5.2. Prospectus Filed with Commission. The Company shall have filed the Prospectus with the Commission (including the information required by Rule 430A under the Securities Act) in the manner and within the time period required by Rule 424(b) under the Securities Act; or the Company shall have filed a post-effective amendment to the Registration Statement containing the information required by such Rule 430A, and such post-effective amendment shall have become effective.

 

5.3. No Stop Order. No stop order suspending the effectiveness of the Registration Statement, any Rule 462 Registration Statement, or any post-effective amendment to the Registration Statement, shall be in effect and no proceedings for such purpose shall have been instituted or threatened by the Commission.

 

5.4. No NASD Objection. The NASD shall have raised no objection to the fairness and reasonableness of the underwriting terms and arrangements.

 

5.5. No Material Adverse Change. There shall not have occurred any change, or any development involving a prospective change, in the condition, financial or otherwise, or in the earnings, business or operations of the Company, from that set forth in the Prospectus (exclusive of any amendments or supplements thereto subsequent to the date of this Agreement) that, in your judgment, is material and adverse to the Company and that makes it, in your judgment, impracticable to market the Shares on the terms and in the manner contemplated in the Prospectus.

 

5.6. Officer’s Certificate. The Underwriters shall have received on the Closing Date a certificate, dated the Closing Date and signed by the Chief Executive Officer or Chief Financial Officer of the Company, to the effect that the representations and warranties of the Company contained in this Agreement are true and correct as of the Closing Date and that the Company has complied with all of the agreements and satisfied all of the conditions on its part to be performed or satisfied hereunder on or before the Closing Date.

 

5.7. Opinion of Company Counsel. The Underwriters shall have received on the Closing Date an opinion of Pepper Hamilton LLP, counsel for the Company, dated the Closing Date, the form of which is attached hereto as Exhibit A. The opinion shall be rendered to the Underwriters at the request of the Company and shall so state therein.

 

5.8. Opinion of Underwriters Counsel. The Underwriters shall have received on the Closing Date an opinion of Ballard Spahr Andrews & Ingersoll, LLP, counsel for the Underwriters, dated the Closing Date, covering the matters referred to in Exhibit A, paragraphs 4, 5, 7 (but only as to the statements in the Prospectus under “Description of Common Stock and Preferred Stock” and “Underwriting”) and 11. With respect to paragraph 11 of Exhibit A, such counsel may state that their opinion and belief are based upon their participation in the preparation of the Registration Statement and Prospectus and any amendments or supplements thereto and review and discussion of the contents thereof, but are without independent check or verification, except as specified. To the extent statements in the Prospectus address intellectual property matters, such counsel may expressly rely upon the opinion of Hale and Dorr LLP, special counsel for the Underwriters, provided that such special counsel express their opinion and belief with respect to such matters in substantially the same terms set forth in paragraph 11 of Exhibit A.

 

5.9. Accountant’s Comfort Letter.
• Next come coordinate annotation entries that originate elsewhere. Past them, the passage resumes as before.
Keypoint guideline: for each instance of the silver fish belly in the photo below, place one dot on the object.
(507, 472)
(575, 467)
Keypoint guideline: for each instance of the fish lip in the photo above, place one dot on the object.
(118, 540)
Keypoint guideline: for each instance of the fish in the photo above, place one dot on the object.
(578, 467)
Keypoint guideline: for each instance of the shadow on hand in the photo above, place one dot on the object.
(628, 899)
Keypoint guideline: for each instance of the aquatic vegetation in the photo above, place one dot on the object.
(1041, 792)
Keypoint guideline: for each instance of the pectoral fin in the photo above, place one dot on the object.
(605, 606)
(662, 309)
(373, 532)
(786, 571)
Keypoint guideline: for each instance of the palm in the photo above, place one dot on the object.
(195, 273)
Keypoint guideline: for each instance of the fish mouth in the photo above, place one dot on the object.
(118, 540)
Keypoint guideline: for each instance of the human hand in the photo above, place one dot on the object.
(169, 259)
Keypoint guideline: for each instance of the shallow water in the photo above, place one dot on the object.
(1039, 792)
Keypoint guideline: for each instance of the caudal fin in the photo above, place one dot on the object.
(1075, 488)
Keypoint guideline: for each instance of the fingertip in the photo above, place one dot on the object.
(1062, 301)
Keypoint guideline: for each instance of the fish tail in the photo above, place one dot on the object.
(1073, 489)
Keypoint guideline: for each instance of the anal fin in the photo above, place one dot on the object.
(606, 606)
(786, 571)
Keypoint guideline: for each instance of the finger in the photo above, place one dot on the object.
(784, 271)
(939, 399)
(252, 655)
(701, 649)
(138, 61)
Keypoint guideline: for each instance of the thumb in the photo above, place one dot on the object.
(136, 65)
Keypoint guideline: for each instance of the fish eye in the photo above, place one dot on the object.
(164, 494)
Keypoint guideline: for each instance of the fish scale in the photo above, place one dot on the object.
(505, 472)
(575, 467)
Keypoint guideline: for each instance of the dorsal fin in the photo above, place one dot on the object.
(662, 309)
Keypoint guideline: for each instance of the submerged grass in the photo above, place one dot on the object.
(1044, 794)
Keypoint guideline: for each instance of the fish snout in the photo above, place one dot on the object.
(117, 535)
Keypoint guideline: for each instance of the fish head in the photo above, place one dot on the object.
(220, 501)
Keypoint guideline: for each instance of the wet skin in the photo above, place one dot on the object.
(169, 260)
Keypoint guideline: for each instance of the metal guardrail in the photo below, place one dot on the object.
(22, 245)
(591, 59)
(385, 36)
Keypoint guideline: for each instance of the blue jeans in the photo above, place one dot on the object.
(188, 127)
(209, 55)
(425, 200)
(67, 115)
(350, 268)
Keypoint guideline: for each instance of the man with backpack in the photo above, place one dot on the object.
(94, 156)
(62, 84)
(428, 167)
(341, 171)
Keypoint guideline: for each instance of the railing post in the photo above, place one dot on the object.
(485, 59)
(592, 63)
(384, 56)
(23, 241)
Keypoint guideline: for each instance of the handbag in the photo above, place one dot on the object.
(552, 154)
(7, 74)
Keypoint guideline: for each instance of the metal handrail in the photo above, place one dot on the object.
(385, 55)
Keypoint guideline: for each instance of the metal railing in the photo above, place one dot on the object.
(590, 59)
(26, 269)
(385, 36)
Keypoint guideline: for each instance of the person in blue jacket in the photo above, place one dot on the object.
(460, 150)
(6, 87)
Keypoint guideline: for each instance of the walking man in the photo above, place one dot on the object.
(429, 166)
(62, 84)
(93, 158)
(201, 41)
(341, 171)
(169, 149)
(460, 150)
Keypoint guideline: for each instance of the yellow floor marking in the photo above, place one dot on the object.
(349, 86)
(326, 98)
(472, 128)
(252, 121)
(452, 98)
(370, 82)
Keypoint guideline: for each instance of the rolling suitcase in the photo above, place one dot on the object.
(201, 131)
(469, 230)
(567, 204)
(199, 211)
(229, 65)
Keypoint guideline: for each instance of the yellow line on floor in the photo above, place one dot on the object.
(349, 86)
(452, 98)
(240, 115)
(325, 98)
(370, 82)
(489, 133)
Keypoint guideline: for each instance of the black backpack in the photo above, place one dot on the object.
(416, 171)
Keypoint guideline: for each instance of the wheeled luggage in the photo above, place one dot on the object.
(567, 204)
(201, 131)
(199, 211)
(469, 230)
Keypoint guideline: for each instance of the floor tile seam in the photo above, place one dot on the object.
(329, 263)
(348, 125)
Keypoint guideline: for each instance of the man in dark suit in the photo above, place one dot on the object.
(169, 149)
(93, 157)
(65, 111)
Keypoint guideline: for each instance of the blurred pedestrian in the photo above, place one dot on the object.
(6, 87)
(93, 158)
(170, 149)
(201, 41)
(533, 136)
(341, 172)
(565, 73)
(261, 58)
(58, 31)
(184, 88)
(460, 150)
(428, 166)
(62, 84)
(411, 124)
The Underwriters shall have received, on each of the date hereof and the Closing Date, a letter dated the date hereof or the Closing Date, as the case may be, in form and substance satisfactory to the Underwriters, from KPMG LLP, independent public accountants, containing

 

9


statements and information of the type ordinarily included in accountants’ “comfort letters” to underwriters with respect to the financial statements and certain financial information contained in the Registration Statement and the Prospectus; provided that the letter delivered on the Closing Date shall use a “cut-off date” not earlier than the date hereof.

 

5.10. Lock-Up Agreements. The “lock-up” agreements, each substantially in the form of Exhibit B hereto, between you and the officers and directors of the Company, delivered to you on or before the date hereof, shall be in full force and effect on the Closing Date.

 

5.11. Additional Documents. On the Closing Date, the Representatives and counsel for the Underwriters shall have received such information, documents and opinions as they may reasonably require for the purposes of enabling them to pass upon the issuance and sale of the Shares as contemplated herein, or in order to evidence the accuracy of any of the representations and warranties, or the satisfaction of any of the conditions or agreements, herein contained.

 

The several obligations of the Underwriters to purchase Additional Shares hereunder are subject to the satisfaction of each of the above conditions on or prior to the Option Closing Date and to the delivery to you on the Option Closing Date of such documents as you may reasonably request with respect to the good standing of the Company, the due authorization and issuance of the Additional Shares and other matters related to the issuance of the Additional Shares.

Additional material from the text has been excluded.